A. First of all, congratulations on your company’s growth! Performing a thorough “due diligence” can be an arduous search to ferret out potential problems before they become yours. One effective approach is the “Outside, In, In, In” technique. The “outside” is the environment beyond the facility’s walls. Thorny issues to consider include the wastewater treatment plant’s capacity and discharge limits and how compatible it is with your specific waste stream, because all waste streams are not created equal. Survey the building’s neighbors within a five-mile radius (along with the prevailing winds in the area) to determine what products they make and how compatible they are with whatever effluents (air, odor, volatile organic compounds) your facility will emit. Review traffic patterns and volumes to determine if the infrastructure is adequate to handle the volume you will generate in transporting raw materials in finished goods out.
The first “in” is the facility itself. The most important issues involve building infrastructure. Secure a complete set of construction drawings (mechanical, electrical and plumbing) or a trail to get them. Survey the walls, floors and rooftops to develop estimated costs to bring them up to your company's standards. Conduct a survey of the steel superstructure including sonic testing for web thickness (this is particularly important in humid environments because replacement costs are extremely high). The last piece of the facility due diligence is to contact the area regulatory agencies (USDA, FDA if applicable, OSHA and EPA) and request the past six months of “exception” reports detailing concerns their inspectors may have noted. A quick check will let you know whether the prior management addressed each of those issues.
The second “in” is the existing equipment. You should examine what the maximum capacities are for compressed air, steam, hot water, electricity and refrigeration and compare that to what your anticipated capacity needs will be.
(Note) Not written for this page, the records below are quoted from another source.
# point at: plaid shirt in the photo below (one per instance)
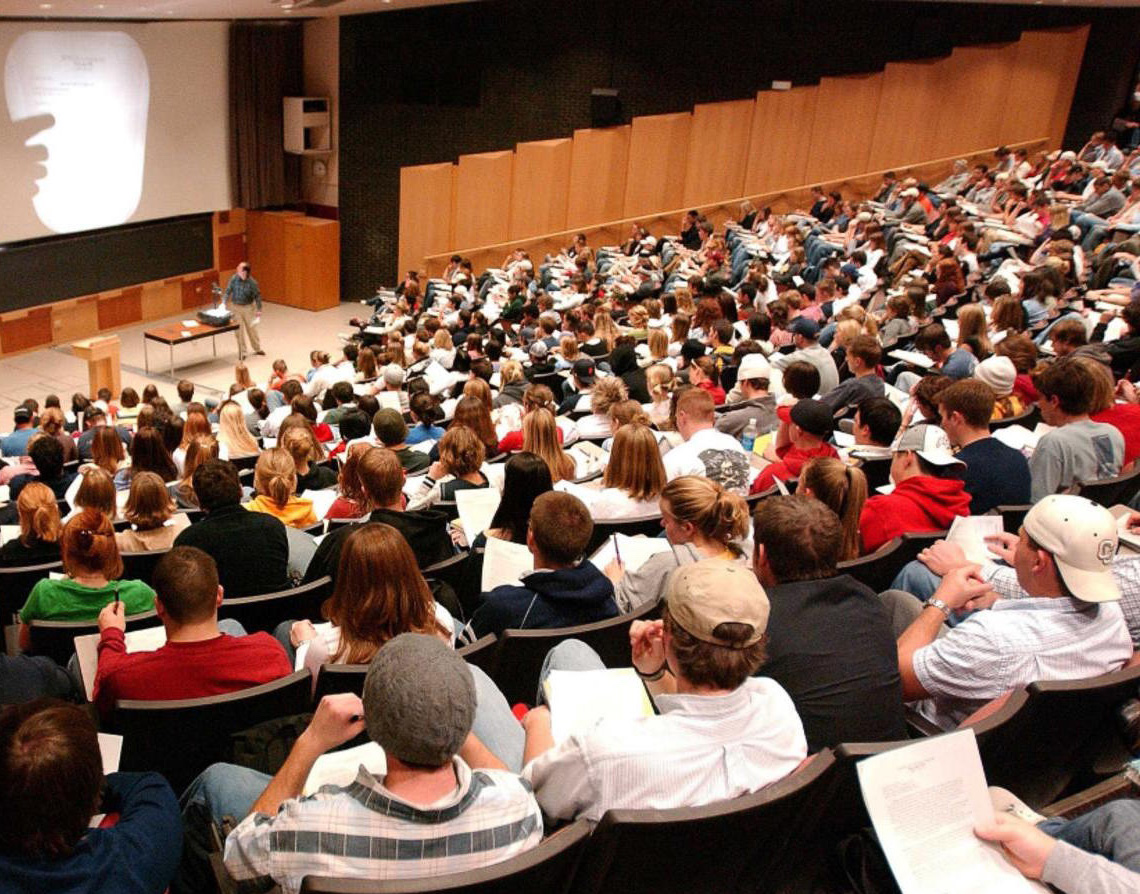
(1015, 643)
(364, 831)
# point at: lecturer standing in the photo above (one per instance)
(242, 294)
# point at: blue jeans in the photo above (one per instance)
(1112, 830)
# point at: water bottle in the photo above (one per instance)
(748, 439)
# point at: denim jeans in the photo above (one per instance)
(1112, 830)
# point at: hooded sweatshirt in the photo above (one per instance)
(561, 598)
(922, 503)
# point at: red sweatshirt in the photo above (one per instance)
(921, 503)
(180, 671)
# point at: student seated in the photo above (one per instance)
(94, 568)
(801, 437)
(275, 480)
(418, 705)
(53, 786)
(829, 641)
(564, 588)
(928, 489)
(251, 549)
(698, 663)
(202, 657)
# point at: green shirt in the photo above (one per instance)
(65, 600)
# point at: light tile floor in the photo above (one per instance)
(285, 332)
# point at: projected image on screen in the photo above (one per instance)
(96, 88)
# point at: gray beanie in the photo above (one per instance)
(418, 699)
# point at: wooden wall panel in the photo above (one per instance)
(781, 124)
(841, 132)
(597, 176)
(482, 197)
(658, 153)
(905, 127)
(715, 168)
(425, 212)
(539, 187)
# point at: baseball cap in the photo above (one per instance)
(1081, 536)
(752, 366)
(702, 595)
(418, 699)
(805, 326)
(584, 370)
(813, 416)
(928, 441)
(999, 373)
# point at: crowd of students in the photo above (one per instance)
(855, 351)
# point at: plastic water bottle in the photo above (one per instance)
(748, 438)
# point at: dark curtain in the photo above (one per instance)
(265, 66)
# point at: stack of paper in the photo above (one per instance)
(580, 699)
(925, 801)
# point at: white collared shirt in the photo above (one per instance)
(700, 749)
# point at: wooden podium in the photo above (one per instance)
(102, 356)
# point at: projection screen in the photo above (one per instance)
(108, 123)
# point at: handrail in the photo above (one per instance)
(434, 262)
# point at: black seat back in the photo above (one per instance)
(180, 739)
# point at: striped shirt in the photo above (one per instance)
(1015, 643)
(365, 831)
(700, 749)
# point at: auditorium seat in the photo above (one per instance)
(180, 739)
(267, 610)
(760, 842)
(546, 869)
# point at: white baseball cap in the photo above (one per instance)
(752, 366)
(1081, 536)
(928, 441)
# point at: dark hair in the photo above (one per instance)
(526, 478)
(217, 485)
(50, 777)
(881, 417)
(801, 537)
(186, 580)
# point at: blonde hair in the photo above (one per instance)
(843, 489)
(716, 513)
(540, 437)
(275, 476)
(231, 431)
(635, 463)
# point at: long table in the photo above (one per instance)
(179, 333)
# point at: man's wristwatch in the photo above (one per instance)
(937, 603)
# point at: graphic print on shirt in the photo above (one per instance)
(727, 468)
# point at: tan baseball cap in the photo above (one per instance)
(708, 593)
(1081, 536)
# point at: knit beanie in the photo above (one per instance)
(418, 699)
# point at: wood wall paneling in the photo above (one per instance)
(841, 132)
(597, 176)
(425, 212)
(778, 144)
(539, 187)
(715, 168)
(482, 197)
(658, 154)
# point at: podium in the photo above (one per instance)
(102, 356)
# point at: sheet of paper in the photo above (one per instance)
(505, 562)
(322, 501)
(912, 357)
(477, 509)
(341, 767)
(635, 551)
(970, 533)
(579, 699)
(925, 801)
(87, 651)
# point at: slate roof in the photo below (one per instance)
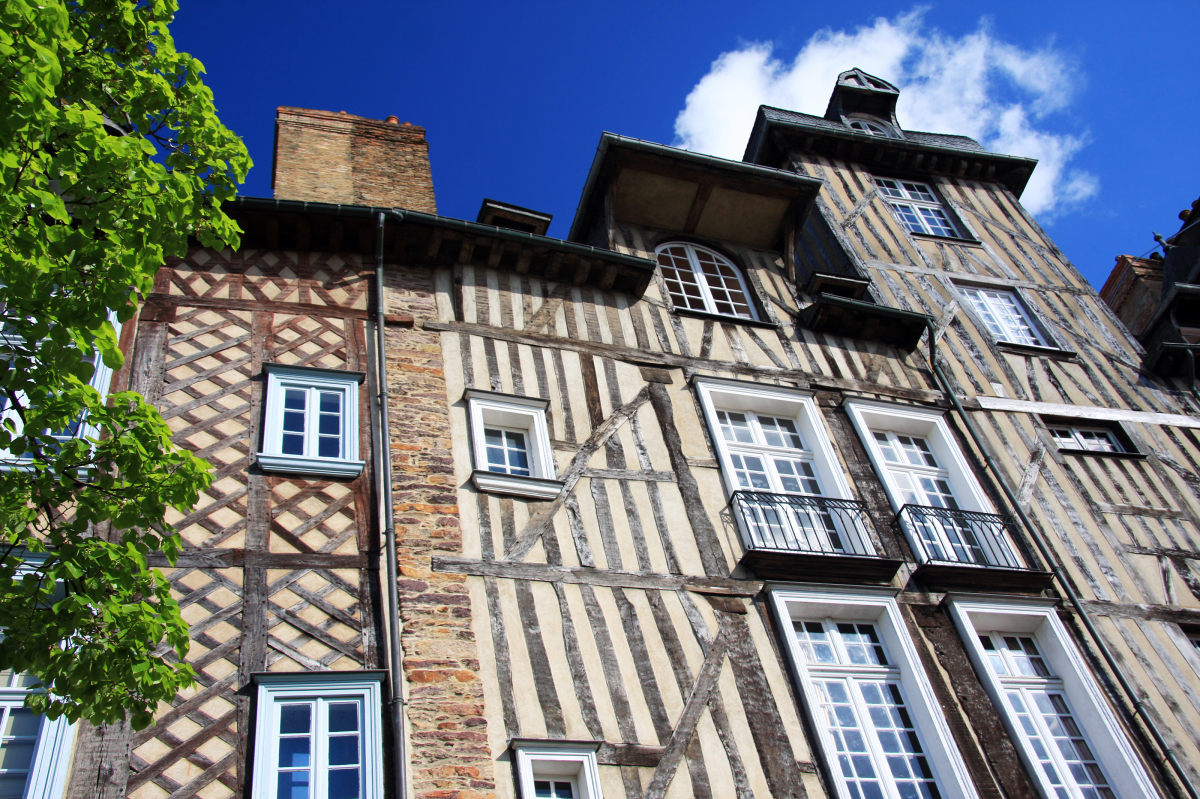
(963, 143)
Determining what type of maintenance system was utilized will help you judge how well the facility was maintained. This information, coupled with purchase dates, will give you a good feel for which pieces may need to be replaced.
The final “in” is what your company wants to put into the facility. Check to make sure there is adequate room to accommodate any new processes you wish to install in the new facility.
Once you have addressed each of the outside and inside concerns, a recap of the existing conditions along with the costs to bring each area up to your company's standards should provide a very good framework for upper management to start negotiating on the final purchase price. Best of luck on this great initiative!